From the birth of the Internet in 1983 to the development of robust AI tools in recent years, we’ve all come a long way in the digital age, but it’s only been for the last 20 years that our advancement has truly picked up the pace.
With the rapid pace of advancement on the digital frontier, we also have to be vigilant when it comes to the threats we face in such a vast landscape.
In many ways, cyberspace is looked upon as one of the final frontiers. Much like the frontier days of the west and the current efforts to explore interstellar space, cyberspace is a place where great unknowns and possibilities still exist, many of which have yet to be explored.
Regardless, the threat to our data is real. And there have been several attempts over the last decade at stealing data, holding data for ransom, and the like. As such, we’ve implemented a few means to safeguard our data. And anyone operating within the digital space should familiarize themselves with these security measures.
Antivirus software has been around for quite a while. The underground hackers that popped up in the ’80s and ’90s gave rise to the need to safeguard our home computers on a massive scale. And it wasn’t too long ago that simply clicking on a false website link could compromise your entire identity.
During the early 2000s era, when file-sharing networks such as Napster, Limewire, and Kazaa became popularized, hackers across the globe found an easy route into everyone’s data simply by sharing corrupted files. And this spawned a new era of antivirus protection.
Antivirus software works by detecting and removing malicious codes, though some of the code written today is far too complex for basic antivirus software programs to detect or remove.

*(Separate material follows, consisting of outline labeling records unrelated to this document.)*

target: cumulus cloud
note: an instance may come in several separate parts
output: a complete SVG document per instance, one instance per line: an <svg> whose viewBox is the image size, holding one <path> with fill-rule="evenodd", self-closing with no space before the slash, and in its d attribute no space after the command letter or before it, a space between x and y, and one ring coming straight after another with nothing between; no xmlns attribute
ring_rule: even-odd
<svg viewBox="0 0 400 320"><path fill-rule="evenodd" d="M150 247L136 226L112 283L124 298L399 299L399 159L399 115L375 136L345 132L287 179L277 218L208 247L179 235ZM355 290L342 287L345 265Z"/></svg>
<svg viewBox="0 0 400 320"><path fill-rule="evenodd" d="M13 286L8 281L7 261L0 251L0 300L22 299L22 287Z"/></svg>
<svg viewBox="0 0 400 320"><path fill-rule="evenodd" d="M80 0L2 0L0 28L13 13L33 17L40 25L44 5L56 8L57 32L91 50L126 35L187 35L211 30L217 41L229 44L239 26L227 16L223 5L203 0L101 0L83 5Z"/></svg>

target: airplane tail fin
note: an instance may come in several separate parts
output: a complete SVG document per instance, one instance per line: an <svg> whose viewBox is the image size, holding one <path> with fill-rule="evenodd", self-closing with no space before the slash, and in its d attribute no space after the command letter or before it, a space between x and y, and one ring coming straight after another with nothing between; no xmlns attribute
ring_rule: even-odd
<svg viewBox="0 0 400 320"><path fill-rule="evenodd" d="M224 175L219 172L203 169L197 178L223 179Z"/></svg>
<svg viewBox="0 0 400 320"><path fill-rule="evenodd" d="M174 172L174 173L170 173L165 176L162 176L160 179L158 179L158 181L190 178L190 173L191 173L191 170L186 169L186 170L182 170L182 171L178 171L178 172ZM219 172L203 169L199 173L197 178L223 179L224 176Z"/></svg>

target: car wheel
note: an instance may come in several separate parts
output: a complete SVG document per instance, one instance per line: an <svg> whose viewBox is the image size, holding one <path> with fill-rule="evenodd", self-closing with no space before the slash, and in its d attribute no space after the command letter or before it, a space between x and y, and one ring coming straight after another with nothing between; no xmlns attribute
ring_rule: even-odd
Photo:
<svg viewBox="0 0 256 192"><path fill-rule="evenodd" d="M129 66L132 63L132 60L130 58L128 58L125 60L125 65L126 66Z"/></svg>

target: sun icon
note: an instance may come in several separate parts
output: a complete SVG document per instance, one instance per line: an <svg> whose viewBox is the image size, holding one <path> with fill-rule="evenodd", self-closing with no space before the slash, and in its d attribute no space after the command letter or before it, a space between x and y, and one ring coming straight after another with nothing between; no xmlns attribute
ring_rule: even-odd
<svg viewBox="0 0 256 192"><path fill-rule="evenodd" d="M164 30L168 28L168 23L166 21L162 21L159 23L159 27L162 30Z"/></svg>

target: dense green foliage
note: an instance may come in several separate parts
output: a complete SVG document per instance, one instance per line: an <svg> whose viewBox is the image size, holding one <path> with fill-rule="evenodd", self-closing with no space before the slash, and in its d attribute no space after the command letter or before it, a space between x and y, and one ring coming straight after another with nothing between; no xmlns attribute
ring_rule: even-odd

Regardless, having this software installed on your device offers you one level of defense against hacking attempts of your personal data.
A Virtual Private Network (VPN) is seen largely as an alternative to the growing data-mining business practices of most major companies.
Companies like Facebook have been under scrutiny recently in 2021 for business practices that collect, analyze and share browsing and buying habits while online. And this has also spilled over into search engine and smartphone manufacturing companies such as Apple.
Additionally, VPNs are seen as a way to prevent snooping by government agencies as well as by big tech.
A VPN offers users a private browsing experience. VPN networks create a secure portal between a user’s device and a secure VPN server. And this is especially useful when browsing using a public WiFi network where your data and personal information could be easily compromised.
In addition, a reliable VPN service provider can prevent a user’s Internet service provider (ISP) from tracking their browsing activity, and this is an attractive quality for those who would rather keep their private affairs–private.
It’s only been within the last decade or so that digital currency has made a big impact in the financial sector. In fact, if you were savvy enough to invest in Bitcoin ten years ago, you’d probably be retired by now, sitting on a beach somewhere, sipping Mai Tais and not even reading this article.
But with the rise in digital currencies across the board, technology was needed in order to keep this data secure. This is where blockchain technology comes into play.
A blockchain is essentially a shared database. Only where a blockchain differs is how it stores and allocates data. A blockchain stores data in blocks which are then linked together and time-stamped. Once a block is full, it’s closed and becomes a part of the chain in chronological order.
In the case of digital currency, blockchains are used as a transactional ledger of sorts. These blocks are decentralized, which means that all users have control, but once data is entered, it is then irreversible.
With crypto “whales” holding literally billions of digital coins today, having a decentralized blockchain is seen as the only secure way to handle transactions of this magnitude.
The Real Threat
The threat of cyberterrorism is very real in today’s world. In fact, during the COVID-19 pandemic, major fuel supply chains were disrupted by hackers attempting to hold data for ransom. And this is becoming a problem across the globe.
For example, many Americans have heard the rhetoric surrounding Russian hacking and interference in the 2016 and 2020 elections. And though much of these reports remain the stuff of political grandstanding, the fact is that hacking efforts of this type have been recorded by U.S. intelligence agencies.
Keeping our data safe is everyone’s responsibility. And considering that many people have tons of personal information stored on their smartphones alone, including personal identity and financial information, this makes digital security-critical for being able to function in a progressively technological society.
Using common sense when browsing sites and checking emails remains the best defense against becoming a victim of cybercrime. Basically, if a link looks suspicious, if you get an odd message from a “friend” that you haven’t spoken to in years asking for information, or if you notice strange transactions in your checking account, chances are you’re being targeted, and you should notify the authorities.